Quantifying the Effects of Foreign Investment Shock and Low Interest Rate Shock on the Toronto Housing Market (Job Market Paper)


Abstract: This paper quantifies the influences of increased foreign real estate investment demand and low interest rates on the Toronto housing market. I use a general equilibrium model calibrated to Toronto statistical moments, and perform counterfactual exercises by feeding into the model the June 2013 - April 2017 levels of foreign investment shock and interest rate shock respectively. The results show foreign investment influx at the time raised home prices by 2.2% - 4.9%, whereas lower interest rates increased home prices by 9.0% - 20.8%. Between the two, the low interest rate effects dominated the foreign investment effects, contributing to over 80% of the composite influence. My findings suggest that foreign investment was not a major contributing factor to surging property prices in Toronto during the time in question, contrary to the mainstream beliefs. In comparison, low interest rates accounted for a substantial fraction of the observed price appreciation. Furthermore, the calibrated model suggests that historically low interest rates worsen homeownership inequality by generating cross-sectional heterogeneous effects: while high-income households take advantage of low interest rates and drive up property demand, low-income households are disproportionately priced out of homeownership.

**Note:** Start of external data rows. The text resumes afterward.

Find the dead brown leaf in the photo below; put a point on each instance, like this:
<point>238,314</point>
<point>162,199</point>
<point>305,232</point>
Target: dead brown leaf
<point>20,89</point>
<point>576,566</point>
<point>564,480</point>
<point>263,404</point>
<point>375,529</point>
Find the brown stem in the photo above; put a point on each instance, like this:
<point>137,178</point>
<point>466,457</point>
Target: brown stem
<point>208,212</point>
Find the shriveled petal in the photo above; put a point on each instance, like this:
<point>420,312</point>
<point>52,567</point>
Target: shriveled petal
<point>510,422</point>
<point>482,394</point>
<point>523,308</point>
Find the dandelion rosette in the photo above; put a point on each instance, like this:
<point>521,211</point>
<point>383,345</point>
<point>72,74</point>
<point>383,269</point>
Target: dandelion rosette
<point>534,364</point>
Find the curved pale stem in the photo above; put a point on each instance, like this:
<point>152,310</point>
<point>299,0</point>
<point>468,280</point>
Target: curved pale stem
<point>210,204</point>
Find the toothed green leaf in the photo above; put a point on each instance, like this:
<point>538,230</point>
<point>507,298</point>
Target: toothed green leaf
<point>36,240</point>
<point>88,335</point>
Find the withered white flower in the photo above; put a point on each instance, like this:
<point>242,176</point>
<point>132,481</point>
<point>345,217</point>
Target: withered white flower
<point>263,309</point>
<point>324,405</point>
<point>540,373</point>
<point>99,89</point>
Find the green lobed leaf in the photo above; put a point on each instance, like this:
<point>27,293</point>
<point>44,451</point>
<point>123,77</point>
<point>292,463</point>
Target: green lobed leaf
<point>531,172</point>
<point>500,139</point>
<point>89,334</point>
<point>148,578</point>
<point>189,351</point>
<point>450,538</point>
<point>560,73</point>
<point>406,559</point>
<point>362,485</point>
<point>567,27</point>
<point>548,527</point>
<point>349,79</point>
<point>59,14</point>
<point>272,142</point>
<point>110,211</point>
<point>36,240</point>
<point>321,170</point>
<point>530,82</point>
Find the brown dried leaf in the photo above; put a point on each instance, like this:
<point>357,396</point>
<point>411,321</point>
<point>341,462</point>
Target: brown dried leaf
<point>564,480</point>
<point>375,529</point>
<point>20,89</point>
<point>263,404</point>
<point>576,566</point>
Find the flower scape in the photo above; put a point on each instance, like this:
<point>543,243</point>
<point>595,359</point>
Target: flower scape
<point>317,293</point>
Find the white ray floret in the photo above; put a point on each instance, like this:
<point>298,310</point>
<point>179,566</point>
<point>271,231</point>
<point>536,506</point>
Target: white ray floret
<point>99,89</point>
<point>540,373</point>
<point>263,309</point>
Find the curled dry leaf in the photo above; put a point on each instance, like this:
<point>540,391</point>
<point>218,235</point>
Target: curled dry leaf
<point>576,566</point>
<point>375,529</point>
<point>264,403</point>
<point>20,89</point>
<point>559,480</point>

Determinants of the Canadian Housing Prices: A Scoping Review


Abstract: This paper provides a systematic scoping review of academic and policy studies that examine the determining factors of the Canadian residential real estate price movements between 2000 and 2019. I use a text-based processing and theme classification algorithm on articles identified in Scopus and relevant policy institutes, and find that the fundamentals, policies and regulations, foreign ownership and immigration are among the top research topics in the Canadian literature.

Home Price Growth and Newspaper Sentiment in Canada


Abstract: In this paper, I construct a text-based sentiment index to approximate housing market expectations by measuring the relative tone in regional newspaper articles about the residential real estate market. I examine the relationship between the sentiment index and local home price movements and investigate whether the COVID-19 pandemic had an impact on this relationship. The results show that media sentiment had a statistically significant but short-lived predictive effects on future home price growth, while it was also influenced by cumulated price appreciations in the recent past. However, this relationship has significantly weakened between 2020 and 2022.